秦妙依哭得梨花带雨,惹人心碎。
风叶完全没在看,而是思考着太一定杀劫的用意,问:“中洲最近有什么大事吗?”
秦妙依:“……”
老娘眼睛都快哭瞎了,你的前戏怎么还没结束,不过几分钟的事情,至于演这么长的前戏吗?
“倒是有一件。”
她说:“我听师尊听师祖听祖师说,碧游京那边传来消息,据说是有血光天象降临,这是大道对上清圣人的警告呢!”
这么多听说,这消息还能信吗?
“太一圣人在忙什么?”风叶问。
“这我哪里知道?”
秦妙依一脸委屈,说:“圣人老爷的事情,莫说我们这样的小真仙,就算是混元金仙,也未必能听到半点消息吧?”
“你师父是金仙吗?”风叶问。
“我师父是真仙,师祖才是金仙,祖师也是金仙。”秦妙依说。
她的俏脸一时还有些小骄傲。
虽然真仙在截教内部只是小虾米,但是放眼整个中洲,已经能算一号人物。
放在偏僻点的山脉,完全能够成为开山祖师了!
“你的祖师、师祖,已经是混元金仙,难道打听不到消息?”风叶嘴角噙着笑,“以你的天资在宗门内部应该很受宠吧?”
“不不不……不是这样的!”
秦妙依吓了一跳,慌忙说:“我师祖只是金仙初期,祖师也只是金仙中期,在截教内部排不上号,所以听不到消息。”
“哦。那就好。”风叶故作轻松。
脸上露出怜惜的神色,说:“你早说嘛,早说我就不浪费时间在前戏上。天就快亮了,良辰将逝,可不能白白浪费……”

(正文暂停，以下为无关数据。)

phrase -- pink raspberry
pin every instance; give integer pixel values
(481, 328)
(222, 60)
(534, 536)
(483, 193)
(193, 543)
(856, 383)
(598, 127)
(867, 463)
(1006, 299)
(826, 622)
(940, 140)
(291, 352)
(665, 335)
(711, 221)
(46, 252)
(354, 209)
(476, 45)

秦妙依身子一颤,低眉顺笑,心口噗通乱跳,一时间竟然紧张起来,同时下身的欲望恣意生长,如花盛放。
“奴家……”
她羞羞答答。
可下一秒画风突转,剑刃抵在她的咽喉,郎君的声音冷漠、疏远,说:“既然截教大罗不会来寻仇,那你就准备死吧!”
“不不不!”
秦妙依跌坐在地,脸色苍白,瑟瑟发抖,恐惧地喊着:“不要杀我,不要杀我,我做牛做马都行,做鼎炉也行!”
“可惜,你是业障仙。”
煌煌圣威之下,风叶面无表情,一剑洞穿秦妙依的心脏。
滔天的污秽从她的七窍喷射而出,在黎明的微光下凝聚成大魔。
“死!”
强烈的怨恨,驱使大魔杀向风叶。
红光尘影浮现,另有一道剑气,直接撕裂秦妙依的业障大魔,并一脸冷漠地看来。
“舍不得?”她问。
“是。”
出乎意料的是,风叶没有辩解,而是果断承认。
帝舒刚准备发飙,却又听见一句,“你知道的,我这人一向怜香惜玉。”
帝舒:“……?!”
良久。
“不要脸!”她嗔怒地啐了一句。
“这些年死在你手中的女修还少吗?没有五十,也有三十,你怎么好意思说这种话的。”
“是她们不漂亮吗?”帝舒似笑非笑地问。
风叶不以为意地说:“萤火岂能与皓月争辉?见过明月的人又怎么会将烛火奉为珍宝,更何况我见过比明月更加璀璨的存在。”
枯萎的丛林中,似有花蕊正在盛开,四下寂静,唯有清风、晨曦欢闹不息。
良久。
帝舒侧过身躯,问:“谁,谁啊?”
“这还用说?!”风叶走到她身边。
“我我我……你的心思七弯八绕的,我哪里能猜到?”帝舒转过脸去。
不让人看见她脸上的燥热,可视线的余光却偷偷回眸,正好撞见风叶不移的笑意。
“那当然是……”
风叶向前一步,两人靠的足够近。
帝舒矜持地往后一退,但风叶紧追不舍,她到最后退无可退,只好低下头,被人贴到耳边,静静聆听。
“当然是传我们神通的……苏雅师姐,不,是半个师父!不是她还能是谁?”
风叶向后一撤,斜着眼问:“难不成是你吗?”
帝舒:“……”
她捏紧剑柄,心中羞涩的窃喜,顿时转为滔天的愤怒,挤出一抹阴森森的笑容,从牙缝中吐出字来:“风!叶!”
“你怎么不去死?!”
“锵!——”
帝舒拔剑,横断丛林。
犯完贱的风叶拔腿就跑,躲开凌厉的剑意,不忘回头替秦妙依收尸,然后向着黎明亮起的方向,一路狂奔。
当太阳的光辉照亮大虚,两人的战斗接近尾声。
帝舒娇喘连连、香汗淋漓,最后还是败下阵来,阳光落满她的侧颜,虹彩夺目。